Sunday, April 25, 2010

Granny

So apparently it’s been a little while since I’ve updated this blog. I would apologize for the lengthy gap, but frankly, dipping back into the Tomb of Terrors set should be all the apology you people deserve. This is a bit of a landmark here, too, as I’ve now knocked out the seventh disc in the set, and so am now more than halfway through it. It’s been a long, dark journey, and I for one am proud that’s it’s now four movies closer to being mercifully over.

That’s not to say that all four movies on this disc are bad, but this first one here certainly is. Directed and co-written by Boris Pavlovsky, this is one of those movies where a group of friends gets together for a party and is picked off one by one by a mad killer. It’s a typical entry for the Tomb of Terrors set, both in that instead of a polished, professional film it’s done by a group of friends with a digital camera, and in that it’s not very good.

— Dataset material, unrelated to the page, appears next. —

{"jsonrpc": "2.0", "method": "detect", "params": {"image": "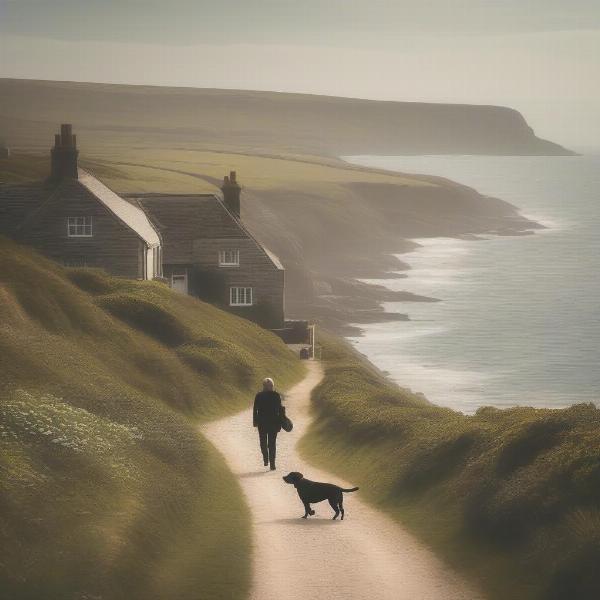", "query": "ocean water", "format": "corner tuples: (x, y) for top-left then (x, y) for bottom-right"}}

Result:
(346, 155), (600, 413)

First, let’s talk about the ways in which is compromised by its effort to avoid any financial costs. This starts off with the time-honored tradition of talking to each other for the first half hour of the film (a classic maneuver, as dialogue doesn’t cost a dime), which becomes a problem when the writers can’t think of anything more interesting for them to discuss than a tedious and lengthy argument (I can’t call this a debate) on who’s better, men or women. I would directly quote some of the lines, but then you’d cry. We also have the title villain, who, no doubt owing to the high costs of roping someone’s grandmother into acting the part, is just one of the writers in a Halloween store mask/wig. There’s also a part where two characters are supposedly trying to drive away to safety, even though the car is visibly not moving. My best guess is that they were having trouble hearing the dialogue over the car engine, but if you’re going to be trying a thing like this, at least have the common sense to film it at an angle that doesn’t show an unmoving tree right next to the car!

The end twist is probably the worst part of a bad movie, however, as it means the film has completely cheated up to this point, while simultaneously trying and failing to rip off a fairly famous early 80s slasher movie in the process. I won’t reveal what it is here, but die hard slasher fans might be able to guess the twist just from that statement alone. It’s not completely without merit, of course -- if nothing else, it’s only an hour long, so it doesn’t linger overmuch, and I freely admit I laughed when one of the characters announces that he found a gun in the house, but they have to be careful with it because it only has one bullet. Thanks for that warning there, pal.